The broader point I'm making is that unicode is hard and attempts to simplify it by choosing a different encoding (i.e. switching to utf-32 to save yourself from all problems) are a bit misguided.
My life is a lie.
UTF-32 is not good for anything either, easy access to codepoints is just as useless as access to UTF-8 bytes. Any meaningful operation on text (even counting number of characters) requires parsing grapheme clusters, which have variable length regardless of what encoding is used.
I don't know much about Rust and Rust library, so I have a question: what if I what to develop Windows only software in Rust, will I need to convert back and forth between UTF-16 and UTF-8 (or whatever Rust uses in other parts of the library)?
Yes.

The Rust std library had to pick a string encoding, and it picked UTF-8 (which is really the best Unicode encoding). The String type is platform neutral and always UTF-8.

However, it does provide an OsString type, which on windows is UTF-16. Maybe there is a library - and if not, one could be written - targeting Windows only, and implementing stronger UTF-16 string processing on the OsString type.

EDIT: To be clear, Rust's trait system makes this very easy to do.
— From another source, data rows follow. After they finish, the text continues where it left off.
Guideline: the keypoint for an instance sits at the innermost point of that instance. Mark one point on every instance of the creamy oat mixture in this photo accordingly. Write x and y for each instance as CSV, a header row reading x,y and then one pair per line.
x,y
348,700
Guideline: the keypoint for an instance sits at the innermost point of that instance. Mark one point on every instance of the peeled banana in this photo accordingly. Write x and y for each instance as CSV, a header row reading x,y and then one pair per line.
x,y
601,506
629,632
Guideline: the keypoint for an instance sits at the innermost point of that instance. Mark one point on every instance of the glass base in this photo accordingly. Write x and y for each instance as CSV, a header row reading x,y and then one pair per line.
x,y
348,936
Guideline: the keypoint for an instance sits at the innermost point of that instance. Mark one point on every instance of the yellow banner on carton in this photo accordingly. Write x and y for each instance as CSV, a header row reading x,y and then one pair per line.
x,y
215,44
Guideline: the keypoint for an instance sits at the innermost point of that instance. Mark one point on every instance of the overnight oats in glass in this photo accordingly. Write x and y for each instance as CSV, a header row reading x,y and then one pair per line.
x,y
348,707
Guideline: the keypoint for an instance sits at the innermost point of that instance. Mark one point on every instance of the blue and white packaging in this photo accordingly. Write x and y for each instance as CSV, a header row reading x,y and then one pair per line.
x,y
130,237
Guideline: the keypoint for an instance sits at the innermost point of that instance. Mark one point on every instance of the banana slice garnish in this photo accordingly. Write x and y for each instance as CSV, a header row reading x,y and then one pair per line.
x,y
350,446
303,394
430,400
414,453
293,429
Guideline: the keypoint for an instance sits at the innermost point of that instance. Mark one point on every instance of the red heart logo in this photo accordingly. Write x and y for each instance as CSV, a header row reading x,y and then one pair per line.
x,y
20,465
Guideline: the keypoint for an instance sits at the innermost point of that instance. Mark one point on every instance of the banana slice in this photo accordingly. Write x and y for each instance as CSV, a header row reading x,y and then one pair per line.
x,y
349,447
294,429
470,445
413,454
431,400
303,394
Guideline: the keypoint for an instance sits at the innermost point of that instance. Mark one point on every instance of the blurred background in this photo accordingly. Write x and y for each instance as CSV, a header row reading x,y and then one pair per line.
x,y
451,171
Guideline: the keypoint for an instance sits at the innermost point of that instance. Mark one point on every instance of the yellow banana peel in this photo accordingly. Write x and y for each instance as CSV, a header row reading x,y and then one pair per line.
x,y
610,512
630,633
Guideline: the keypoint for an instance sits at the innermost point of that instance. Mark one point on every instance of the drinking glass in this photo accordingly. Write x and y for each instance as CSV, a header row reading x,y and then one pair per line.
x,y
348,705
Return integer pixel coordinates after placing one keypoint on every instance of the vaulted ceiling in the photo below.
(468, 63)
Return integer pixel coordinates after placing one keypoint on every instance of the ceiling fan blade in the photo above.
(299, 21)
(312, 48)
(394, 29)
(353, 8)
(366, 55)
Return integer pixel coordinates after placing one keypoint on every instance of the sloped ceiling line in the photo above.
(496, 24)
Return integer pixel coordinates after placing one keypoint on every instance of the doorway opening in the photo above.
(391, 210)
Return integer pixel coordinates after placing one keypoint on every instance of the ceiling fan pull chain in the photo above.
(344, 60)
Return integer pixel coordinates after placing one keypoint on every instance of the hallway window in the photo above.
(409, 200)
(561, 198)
You just define all the methods you want OsString to have in a trait WindowsString, and implement it for OsString, even though OsString is a std library type. One of the great things about Rust is that its trivial to use the std library as shared "pivot" which various third party libraries extend according to your use case.

I believe Rust uses WTF-8 as an intermediate format for windowsy things (cheaper), but I'm not sure.
What is... oh... UTF-16, the gift that keeps on giving... this is, at the same time, utterly hilarious and horribly depressing:

https://simonsapin.github.io/wtf-8/

But there is actually prior art here - Java's contribution to perverse Unicode encodings is called "Modified UTF-8" and encodes every UTF-16 surrogate code unit separately.

http://docs.oracle.com/javase/6/docs/api/java/io/DataInput.h...

We have an http://doc.rust-lang.org/stable/std/ffi/struct.OsString.html to abstract over a native string in whatever encoding your platform has. Generally, things that interact with the OS use these, and they can convert to a UTF-8 String.
Suppose I'm on Linux, but I want to interact with Windows stuff. (CIFS protocol, NTFS on-disk format, disassembler for Windows executables, Wine-like program, cross-compiler, etc.)

I'll be wanting UTF-16 support. Going the other way matters too; if I'm on Windows I may need UCS-32 support.

Sure. That's not a problem. You can write any kind of string type you want, as a library, and convert between them. One of the nice things about Rust is that it's low-level enough that almost everything is a library anyway, so the language won't get in your way if you need SomeNicheString.
Since the full bullet point was “UTF-16 or UCS-2 support anywhere outside windows API compatibility routines” I'm assuming you'd get UTF-8 out of any high-level interface.